Perceptions of Discrimination
As in 2002 and 2004, a significant majority of Latinos (82%) say that discrimination is a problem that prevents Latinos in general from succeeding in America. The intensity of that attitude, however, has increased: 58% of Hispanics now say discrimination is a “major” problem, compared with 44% in the 2002 National Survey of Latinos. Both the native and foreign born see greater problems with discrimination.
The debate over immigration policy clearly emerges from the survey as an important factor in prompting the greater perception of discrimination. A majority of Latinos (54%) say that the debate over immigration policy has made discrimination against Latinos more of a problem while 15% said it has had no effect and 9% said it has made discrimination less of a problem.
The perception that the debate has had a negative impact on discrimination is equally shared by a majority of Latinos, regardless of gender, age, education, income, religious preference or party affiliation. It held regardless of whether Hispanics lacked a high school diploma or had a college degree or higher; whether they earned $30,000 or less or $50,000 or more.
Given that much of the heated rhetoric was aimed at immigrants, particularly at those who are in the country without authorization, foreign-born Latinos might have been expected to register a stronger reaction than those who are native born. However, 51% of the foreign born see the debates as the cause of more discrimination, compared with 57% of the native born, and the difference between them is not statistically significant.
Examining responses by generation of nativity confirms that Latinos far removed from the immigrant experience in their family histories perceive the debate as a source of greater discrimination every bit as much as the most recent arrivals. Among the first generation—the foreign born—51% see more discrimination flowing from the debate compared with 47% of the second generation—the U.S.- born children of immigrant parents—and 60% of the third-plus generations—the U.S.-born children of U.S.-born parents. There is no statistically significant difference in those responses.

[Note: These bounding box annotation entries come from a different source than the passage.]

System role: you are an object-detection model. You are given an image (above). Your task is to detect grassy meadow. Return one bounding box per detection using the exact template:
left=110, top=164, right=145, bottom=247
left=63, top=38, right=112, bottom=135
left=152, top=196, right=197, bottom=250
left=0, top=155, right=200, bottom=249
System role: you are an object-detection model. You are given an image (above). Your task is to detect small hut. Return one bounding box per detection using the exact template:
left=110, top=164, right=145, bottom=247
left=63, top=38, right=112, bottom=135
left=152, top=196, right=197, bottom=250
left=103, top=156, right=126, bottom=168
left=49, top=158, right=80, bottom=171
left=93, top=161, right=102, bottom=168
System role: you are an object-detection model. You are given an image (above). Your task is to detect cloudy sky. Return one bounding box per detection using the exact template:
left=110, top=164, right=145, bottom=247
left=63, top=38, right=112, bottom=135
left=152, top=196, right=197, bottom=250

The view was held in similar measures by U.S. citizens and non-citizens, and by those who are registered voters and those who are not. In each case, a little more than half saw more discrimination as a result of the debate. Latinos who identify themselves with the Republican Party were somewhat less likely to take this view (44%) than Democrats (57%) or independents (57%). And among Latinos who identified themselves as born-again or evangelical Christians—an important constituency for the Republican Party —55% said the debate made discrimination more of a problem. Among country of origin groups, only Cubans (35%) depart from the pattern. Puerto Ricans, who are U.S. citizens by birth, are as likely as foreign-born Mexicans to see more discrimination against Latinos resulting from the debate.
Intentions to Vote
Participants in many of the pro-immigration rallies that took place across the country in the spring chanted, “Today we march, tomorrow we vote.” Three-quarters (75%) of Latinos surveyed agreed that as a result of the debate over immigration policy in Washington, many more Hispanics will vote in the November elections.
Latino voting still constitutes only a small portion of all votes cast in national elections—6% in 2004. Low levels of voter participation, combined with the high numbers of Latinos who are not eligible to vote because they are either not citizens or not old enough, meant that less than a fifth (18%) of all Hispanics voted in the 2004 elections. By contrast, about half (51%) of the non-Hispanic white population and about one-third (39%) of the black population voted in 2004, according to a Pew Hispanic Center analysis of population data.
Three out of four agreed that more Hispanics will vote in November
Nevertheless, both Latino preferences and participation are closely watched because as a group Hispanics are the only fast-growing share of the electorate. From 2000 to 2004, the number of Latino voters jumped by 1.4 million, or 23 percent, twice the growth rate of non-Hispanic whites. Hispanics are also younger than the rest of the population—34% of all Latinos are 18 and younger, compared with 22% for the non-Hispanic white population. Unlike other Hispanic age groups, Latinos 18 and younger are overwhelmingly native born and thus eligible to vote when they turn 18. Between the 2000 and 2004 elections nearly 1.5 million native-born Latinos became old enough to vote, and the pace of that growth will accelerate.
The survey found overwhelming agreement that the debate over immigration policy will result in more Latinos voting. This view was held by a significant majority of Hispanics regardless of age, income, language preference, national origin group or whether Latinos were native born or immigrants. Evangelical Christians were just as likely to agree as those of other religions (76% vs. 74%).
Those who were the most educated, with a college degree or higher, were just as likely to expect voter turnout to increase because of the debate as those with a high school degree or less.